Michl responded, “We are paying  $2.76 (levy) right now.  For what it is, it’s not a lot right now.  You had to know we were going to have more.”

Slaughter added, “The question is, what your comfort level is? The benefit is your valuation increases.”

Audience member John Graham asked when the paving would start.  The board responded that it would be after harvest.  After the board discussed not including Missouri Avenue in the paving project Graham wondered,  “what Missouri will look like after taking truck traffic for three months.”

The board continued to discuss different options to bring the cost down to the $2 million mark.  

Michl added, “Every time we have a paving project they ask why didn’t you do more.  Every time we put it off we have to pay more.  I’m just throwing it out there.”

“We talk about it and we are concerned about East Boundary and Missouri which needs to be done because of the truck traffic.  The one section of Union needs done no question about that,” explained Harre, “to me we need to do something different and not do the whole thing.”

The board moved on to pass Ordinance 590 issuing the street improvement bonds after waiving three readings of the ordinance.  The ordinance just gave the board the power to create the street improvement bonds in the future.

After a short discussion the board also passed Ordinance 591 which created the downtown improvement district.  

Next on the agenda the board passed Resolution17-02.  This set the date of the downtown improvement hearing on Wednesday, October 4 just prior to their next meeting.

Harre added, “We want to make sure people understand when the hearing is so they can come and give their opinion about these projects.”

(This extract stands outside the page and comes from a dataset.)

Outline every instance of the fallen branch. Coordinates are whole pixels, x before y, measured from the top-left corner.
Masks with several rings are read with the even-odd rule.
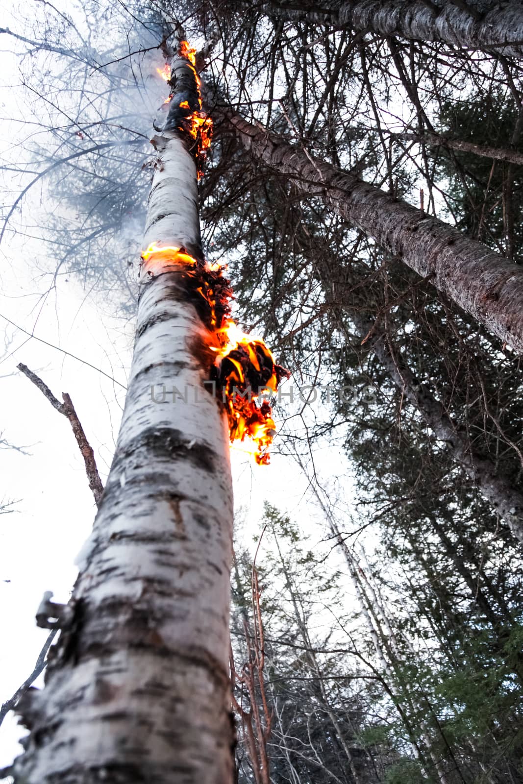
[[[51,405],[53,405],[56,411],[59,411],[60,414],[64,414],[64,416],[69,419],[71,426],[73,429],[74,437],[76,438],[76,443],[78,445],[78,448],[82,452],[82,456],[84,459],[85,472],[87,474],[87,478],[89,479],[89,486],[91,488],[93,495],[94,495],[96,506],[100,506],[100,501],[102,497],[102,493],[104,492],[104,485],[102,485],[102,481],[100,478],[100,474],[98,474],[94,452],[87,441],[87,437],[84,433],[83,427],[78,419],[71,397],[67,392],[63,392],[62,398],[64,402],[60,403],[58,398],[55,397],[53,394],[53,392],[51,392],[51,390],[49,388],[47,384],[45,383],[45,382],[43,382],[35,373],[34,373],[32,370],[30,370],[27,365],[20,362],[17,365],[17,368],[19,370],[22,371],[24,376],[27,376],[30,381],[32,381],[35,387],[38,387],[44,397],[49,401]]]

Keno was the next topic of discussion.  Todd Zeilinger of Zeilinger Keno was present to let the board know that he, “Made a deal with the state to voluntarily downsize some of my locations that are too far away.”

He introduced Craig Blake who, according to Zeilinger, has done Keno for 25 years and uses the same equipment.  Blake would buy Zeilinger’s equipment and the community would see no change in service.

Board had received the new contract for Blake who also runs Keno in Waverly and Raymond.  The board agreed to the new contract with Blake.

In the maintenance report, John Mueller reported that there was a water issue that had to be fixed on Friday night.

In the clerk’s report Becky Erdkamp noted that sales tax for June was $8143.85 and Keno for July was $1211.55.  Erdkamp explained that sales tax to date is $84,799 well above the $77,000 payment.

Vice Chair Tim Wilbeck asked Erdkamp to put a notice on next month’s water bills that campers need to be removed off of the streets for snow removal.

The Board made a motion to go into executive session at 9:05 p.m. to discuss pay raises.  The board returned at 9:10 p.m. and approved a three percent raise for Mueller, Erdkamp, Librarian Jessica Votipka and Cemetery Sexton Sharon Cudaback.

Meeting was adjourned with the next meeting planned for October 4.